Топтавшаяся на пороге старуха, услышав, кого мне нужно, прошамкала «слава богу» и, облегченно вздохнув, что у бедного художника нашелся друг, повела меня к нему. Его жилье состояло, по-видимому, из одной комнаты под самой крышей. Я постучался и, не получив ответа, толкнул дверь, полагая, что хозяин отлучился, но так и замер на месте, увидев его в глубине – недвижимого и безгласного. Он сидел возле единственного окна, лицом к мольберту, на котором светлело большое полотно. При моем появлении он устремил на меня тупой взгляд, но не изменил своей позы – позы человека, впавшего в глубокую апатию и уныние: руки его были бессильно сложены на коленях, ноги вытянуты, голова опущена на грудь. Сделав шаг к нему, я убедился, что выражение его лица передает то же состояние. Оно было мертвенно-бледным, исхудалым и небритым, а в безжизненных, запавших глазах не промелькнуло даже искры – он не узнал меня. Мне все время не давала покоя мысль, что он встретит меня жгучими упреками: своим грубым вмешательством я отравил мир в его душе; но мой приход не вызвал у него явного гнева, и я почувствовал облегчение.
– Вы не помните меня? – сказал я, протягивая ему руку. – Неужели вы меня уже забыли?

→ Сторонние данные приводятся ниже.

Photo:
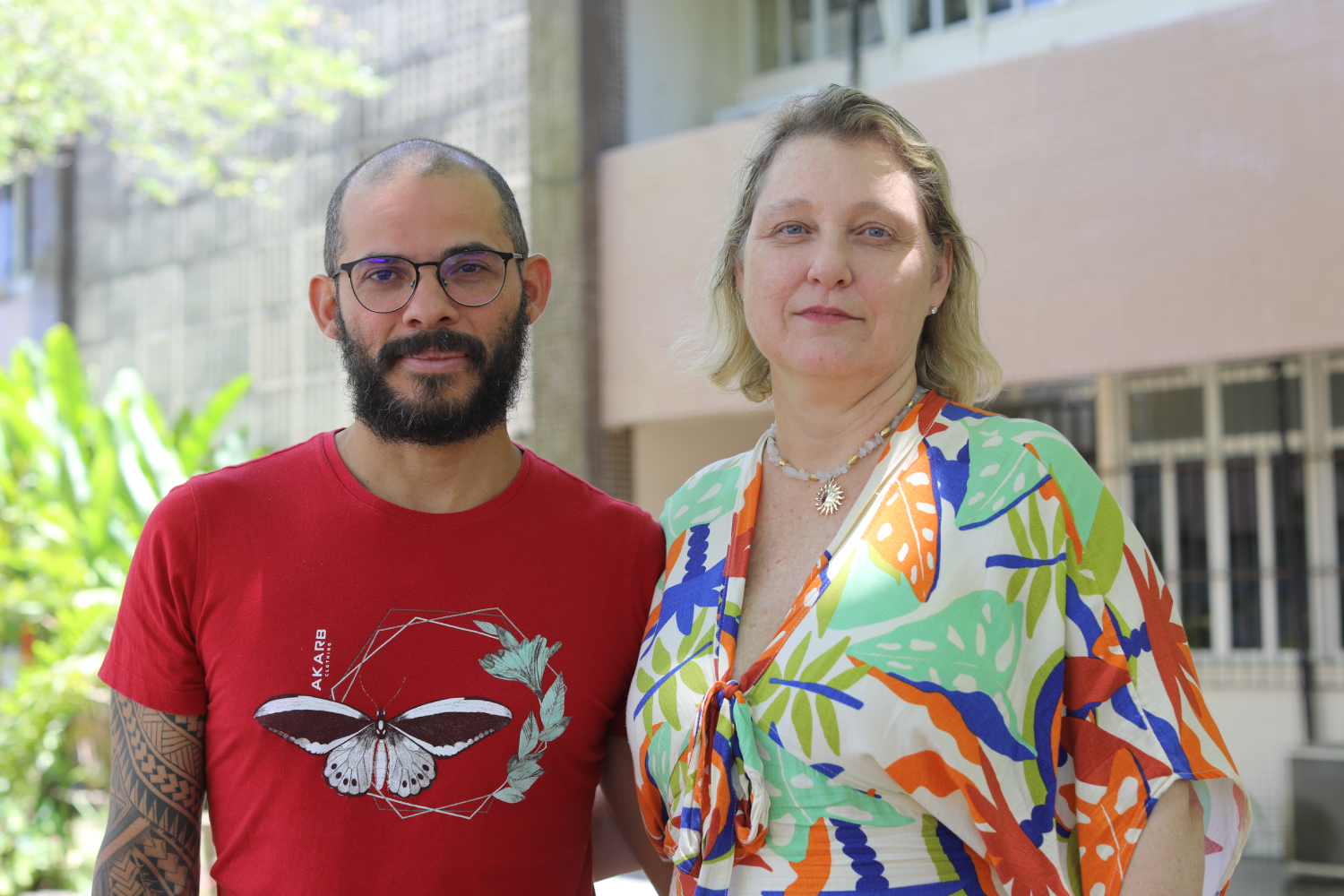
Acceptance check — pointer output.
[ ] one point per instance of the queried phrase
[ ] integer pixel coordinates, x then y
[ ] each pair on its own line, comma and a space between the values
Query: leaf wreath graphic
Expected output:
524, 661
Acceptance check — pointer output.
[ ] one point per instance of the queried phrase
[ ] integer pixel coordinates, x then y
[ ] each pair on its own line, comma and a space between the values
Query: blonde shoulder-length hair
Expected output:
952, 357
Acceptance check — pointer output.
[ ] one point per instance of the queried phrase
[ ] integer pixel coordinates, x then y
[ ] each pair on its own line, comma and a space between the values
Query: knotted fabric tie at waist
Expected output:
723, 813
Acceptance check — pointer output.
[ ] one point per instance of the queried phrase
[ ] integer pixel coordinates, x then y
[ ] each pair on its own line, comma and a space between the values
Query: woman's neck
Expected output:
822, 425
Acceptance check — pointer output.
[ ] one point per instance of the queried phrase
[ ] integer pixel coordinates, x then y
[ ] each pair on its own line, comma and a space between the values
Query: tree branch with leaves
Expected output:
177, 88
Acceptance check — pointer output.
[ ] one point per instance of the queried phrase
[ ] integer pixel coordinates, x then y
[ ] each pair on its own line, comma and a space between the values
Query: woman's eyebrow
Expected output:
784, 204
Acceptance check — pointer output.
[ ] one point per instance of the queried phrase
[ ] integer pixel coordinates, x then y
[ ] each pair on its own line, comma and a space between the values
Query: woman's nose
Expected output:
831, 268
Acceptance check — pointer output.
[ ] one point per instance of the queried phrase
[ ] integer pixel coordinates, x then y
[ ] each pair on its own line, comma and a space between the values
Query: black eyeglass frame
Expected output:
438, 269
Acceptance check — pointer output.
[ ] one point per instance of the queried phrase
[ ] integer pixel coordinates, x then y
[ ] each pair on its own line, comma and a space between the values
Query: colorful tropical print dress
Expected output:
983, 688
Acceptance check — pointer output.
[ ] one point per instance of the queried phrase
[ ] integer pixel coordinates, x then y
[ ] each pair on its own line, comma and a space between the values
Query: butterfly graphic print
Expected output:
394, 754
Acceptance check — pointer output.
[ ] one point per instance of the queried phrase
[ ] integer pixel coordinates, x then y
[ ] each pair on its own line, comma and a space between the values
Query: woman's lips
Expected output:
825, 314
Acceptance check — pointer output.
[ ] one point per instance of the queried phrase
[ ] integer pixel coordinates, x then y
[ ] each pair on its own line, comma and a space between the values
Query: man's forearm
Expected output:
152, 845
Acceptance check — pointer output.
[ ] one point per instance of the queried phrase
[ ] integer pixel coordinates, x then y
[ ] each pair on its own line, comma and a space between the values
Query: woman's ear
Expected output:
941, 279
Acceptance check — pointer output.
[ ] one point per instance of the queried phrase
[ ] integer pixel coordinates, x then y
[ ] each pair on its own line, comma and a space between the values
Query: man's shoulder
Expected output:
582, 501
268, 474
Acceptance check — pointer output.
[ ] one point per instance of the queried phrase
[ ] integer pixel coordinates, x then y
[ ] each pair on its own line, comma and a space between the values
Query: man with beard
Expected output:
397, 653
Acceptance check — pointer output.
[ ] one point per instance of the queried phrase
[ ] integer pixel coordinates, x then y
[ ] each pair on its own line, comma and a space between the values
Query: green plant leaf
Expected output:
814, 669
827, 720
667, 702
527, 739
790, 669
849, 677
694, 678
661, 661
801, 719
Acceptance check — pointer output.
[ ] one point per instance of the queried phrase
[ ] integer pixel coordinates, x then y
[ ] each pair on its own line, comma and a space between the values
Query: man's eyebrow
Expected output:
470, 247
475, 246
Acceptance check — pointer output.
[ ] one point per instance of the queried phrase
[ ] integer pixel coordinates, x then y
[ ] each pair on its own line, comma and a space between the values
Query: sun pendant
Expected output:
830, 497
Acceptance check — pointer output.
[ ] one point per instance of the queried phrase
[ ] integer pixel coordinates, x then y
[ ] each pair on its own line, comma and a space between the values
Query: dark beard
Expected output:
432, 416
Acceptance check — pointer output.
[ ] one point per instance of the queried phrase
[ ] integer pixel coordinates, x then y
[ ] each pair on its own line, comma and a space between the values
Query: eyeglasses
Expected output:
383, 284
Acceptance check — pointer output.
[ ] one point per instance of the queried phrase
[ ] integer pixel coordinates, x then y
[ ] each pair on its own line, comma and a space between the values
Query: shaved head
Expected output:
425, 159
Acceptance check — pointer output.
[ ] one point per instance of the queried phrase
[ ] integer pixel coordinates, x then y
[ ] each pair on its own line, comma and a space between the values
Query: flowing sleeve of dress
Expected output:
1091, 673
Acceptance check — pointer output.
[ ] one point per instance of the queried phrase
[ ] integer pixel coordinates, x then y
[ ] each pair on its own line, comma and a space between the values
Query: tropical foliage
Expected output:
177, 86
78, 477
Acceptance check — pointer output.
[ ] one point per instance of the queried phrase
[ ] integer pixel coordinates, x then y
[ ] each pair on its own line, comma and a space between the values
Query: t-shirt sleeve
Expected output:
152, 657
645, 576
1133, 720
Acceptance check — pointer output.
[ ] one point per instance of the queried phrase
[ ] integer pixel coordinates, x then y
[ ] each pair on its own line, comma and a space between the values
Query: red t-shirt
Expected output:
382, 686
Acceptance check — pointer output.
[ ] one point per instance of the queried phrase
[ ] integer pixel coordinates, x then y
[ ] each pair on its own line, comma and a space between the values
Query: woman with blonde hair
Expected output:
905, 645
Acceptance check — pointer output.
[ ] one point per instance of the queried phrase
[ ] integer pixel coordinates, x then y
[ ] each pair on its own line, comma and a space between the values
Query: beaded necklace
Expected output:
831, 495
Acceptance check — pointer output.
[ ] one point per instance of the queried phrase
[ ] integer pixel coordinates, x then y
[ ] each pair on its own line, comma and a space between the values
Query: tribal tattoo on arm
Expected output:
152, 847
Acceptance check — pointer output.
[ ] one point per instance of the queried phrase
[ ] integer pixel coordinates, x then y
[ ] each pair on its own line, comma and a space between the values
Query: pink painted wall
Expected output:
1172, 196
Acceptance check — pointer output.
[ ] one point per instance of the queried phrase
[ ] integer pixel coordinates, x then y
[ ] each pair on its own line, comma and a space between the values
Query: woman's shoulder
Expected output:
709, 493
988, 462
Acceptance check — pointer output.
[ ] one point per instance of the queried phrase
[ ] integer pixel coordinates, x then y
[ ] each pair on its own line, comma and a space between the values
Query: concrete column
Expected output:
577, 86
1215, 516
1319, 487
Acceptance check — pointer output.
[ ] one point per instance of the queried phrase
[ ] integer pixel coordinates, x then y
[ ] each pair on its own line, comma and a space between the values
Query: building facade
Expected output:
1153, 194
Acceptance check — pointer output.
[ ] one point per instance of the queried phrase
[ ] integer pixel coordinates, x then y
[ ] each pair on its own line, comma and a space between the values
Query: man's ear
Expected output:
322, 300
537, 281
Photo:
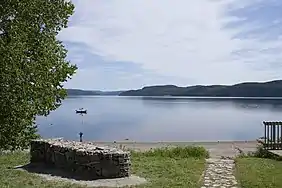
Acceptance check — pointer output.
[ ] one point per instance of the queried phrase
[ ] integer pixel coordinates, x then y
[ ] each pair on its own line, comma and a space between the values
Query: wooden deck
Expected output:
272, 139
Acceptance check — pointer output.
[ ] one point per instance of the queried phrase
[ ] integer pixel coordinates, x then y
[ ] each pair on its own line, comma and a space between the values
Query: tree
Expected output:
33, 66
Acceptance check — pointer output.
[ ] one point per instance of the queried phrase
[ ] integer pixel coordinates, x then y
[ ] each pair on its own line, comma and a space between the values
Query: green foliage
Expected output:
177, 152
259, 153
33, 65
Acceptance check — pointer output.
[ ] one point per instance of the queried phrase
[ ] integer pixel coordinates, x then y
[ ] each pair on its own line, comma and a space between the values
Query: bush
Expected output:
176, 152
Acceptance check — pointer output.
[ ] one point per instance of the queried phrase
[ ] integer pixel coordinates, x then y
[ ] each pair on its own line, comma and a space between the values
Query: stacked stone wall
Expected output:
81, 158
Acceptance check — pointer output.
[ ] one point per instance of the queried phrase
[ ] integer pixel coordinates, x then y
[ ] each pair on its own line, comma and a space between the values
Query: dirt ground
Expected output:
216, 149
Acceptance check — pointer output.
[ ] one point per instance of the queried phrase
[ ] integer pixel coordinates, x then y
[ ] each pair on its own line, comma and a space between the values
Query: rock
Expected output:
83, 158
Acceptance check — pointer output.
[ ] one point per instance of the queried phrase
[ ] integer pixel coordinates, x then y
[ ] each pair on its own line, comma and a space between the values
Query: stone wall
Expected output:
81, 158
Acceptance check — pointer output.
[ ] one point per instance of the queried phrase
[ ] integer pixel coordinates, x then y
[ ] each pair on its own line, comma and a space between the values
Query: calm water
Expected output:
161, 118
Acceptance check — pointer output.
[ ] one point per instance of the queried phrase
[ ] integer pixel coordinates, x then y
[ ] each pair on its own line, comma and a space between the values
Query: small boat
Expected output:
81, 111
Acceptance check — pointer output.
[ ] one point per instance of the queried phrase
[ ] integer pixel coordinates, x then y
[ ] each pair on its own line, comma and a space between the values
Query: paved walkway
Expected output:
219, 174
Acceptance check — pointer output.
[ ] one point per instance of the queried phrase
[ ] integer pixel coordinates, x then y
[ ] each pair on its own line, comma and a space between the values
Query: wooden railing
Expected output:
272, 135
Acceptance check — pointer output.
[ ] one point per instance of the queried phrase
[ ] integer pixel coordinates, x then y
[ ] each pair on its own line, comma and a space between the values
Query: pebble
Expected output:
219, 174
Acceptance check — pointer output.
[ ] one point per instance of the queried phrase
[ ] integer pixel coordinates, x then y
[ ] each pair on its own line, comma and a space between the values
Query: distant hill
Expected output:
75, 92
248, 89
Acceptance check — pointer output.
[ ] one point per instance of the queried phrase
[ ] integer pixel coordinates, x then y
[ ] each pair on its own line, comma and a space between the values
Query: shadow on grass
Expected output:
50, 170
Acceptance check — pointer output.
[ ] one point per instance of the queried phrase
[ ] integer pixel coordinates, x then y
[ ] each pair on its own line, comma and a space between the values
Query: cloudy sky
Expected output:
126, 44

Ответа не последовало, он оцепенело сидел все в той же позе, и мне ничего не оставалось, как рассматривать его жилье. Оно печальнейшим образом говорило само за себя. В этих запущенных, грязных, полупустых стенах ничто, кроме кровати, не обеспечивало постояльцу даже самых скудных удобств. Комната служила одновременно и спальней и мастерской – жалкое подобие мастерской! Несколько пыльных гипсовых слепков и гравюр на стенах, три-четыре записанных холста, повернутых вовнутрь лицом, да побуревший ящик с красками – вот все, что вместе с мольбертом у окна составляло ее содержимое. Единственной ценностью была, очевидно, картина на мольберте – знаменитая Мадонна, надо полагать. Поставленная к двери оборотной стороной, она таила от меня лицевую; в конце концов, утолившись зрелищем голой нищеты, окружавшей моего друга, я – решительно, но мягко – проскользнул за его спиной и, надобно сказать, не испытал чересчур сильного потрясения от того, что обнаружил: холст был чист, если не считать грунтовки, потрескавшейся и выцветшей от времени; на нем не было решительно ничего. Так вот оно – его бессмертное творение! Но хотя то, что я увидел, и не повергло меня в изумление, сердце мое, признаюсь, дрогнуло от жалости, и несколько минут я не мог заставить себя заговорить. Наконец мое безмолвное присутствие дошло до сознания Теобальда. Он зашевелился, приподнялся, встал и вперил в меня медленно возвращающиеся к жизни глаза. Я залепетал какой-то умильный вздор о том, что он-де нездоров и нуждается в советах и уходе, но он, по-видимому, не слышал меня, сосредоточив свои усилия на другом, – он пытался вспомнить, что произошло между нами в последний раз.